Quantum Future-Trial Computing as a Geometric Primitive Resource Model: Gate-Reducible Equivalence, Hamiltonian Rollback, and Resource-Separation Hypotheses

This paper reformulates Quantum Future-Trial Computing (QFTC) as a two-regime theory separating gate-reducible quantum computation from geometric-primitive physical resource models.

The central correction is that if all QFTC components, including branch-conditioned trial unitaries, reversible predicate circuits, phase-commit operations, and rollback transformations, are uniformly decomposable into polynomial-size quantum circuits, then QFTC does not define a strict extension beyond BQP. Under this gate-reducible assumption, the paper proves that QFTC_gate = BQP.

Rather than treating this as a limitation, the paper uses it as a normalization theorem and rebuilds QFTC as a physical resource model. The geometric-primitive regime, QFTC_geom, treats reversible Hamiltonian rollback, Fubini–Study geometric action, phase-memory retention, decoherence leakage, predicate construction cost, calibration overhead, and rollback capacity as explicit computational resources.

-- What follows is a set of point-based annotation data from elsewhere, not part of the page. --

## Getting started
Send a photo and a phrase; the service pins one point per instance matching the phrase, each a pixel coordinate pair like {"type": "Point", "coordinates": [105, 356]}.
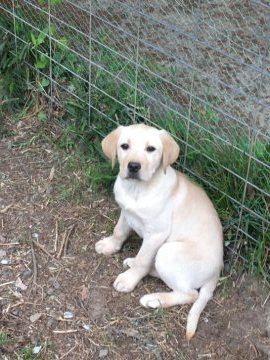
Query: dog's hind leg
{"type": "Point", "coordinates": [128, 262]}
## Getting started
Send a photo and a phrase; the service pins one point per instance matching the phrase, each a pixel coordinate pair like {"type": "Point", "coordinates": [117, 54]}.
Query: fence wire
{"type": "Point", "coordinates": [200, 69]}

The resulting theory does not claim automatic superiority over standard quantum computation. Instead, it proposes a resource-separation hypothesis: physically realizable rollback-induced branch transformations may, in some architectures, be implemented with lower geometric action, coherence cost, or control overhead than their compiled universal-gate equivalents.

The paper also establishes Grover-compatible constraints, avoiding false claims of unstructured-search speedup under identical oracle accounting. It provides rollback stability bounds under trace-distance error, an open-system feasibility condition involving coherence time and effective rollback error, thermodynamic consistency through reversible control cost, and experimentally testable signatures based on work-register restoration with branch-level phase retention.

In its strongest defensible form, QFTC is not presented as postselection, nonlinear quantum mechanics, time travel, or an unconditional complexity-class extension. It is presented as a geometric rollback resource theory for reversible quantum computation, where the central scientific question is whether physical rollback primitives can outperform compiled gate implementations under honest resource accounting.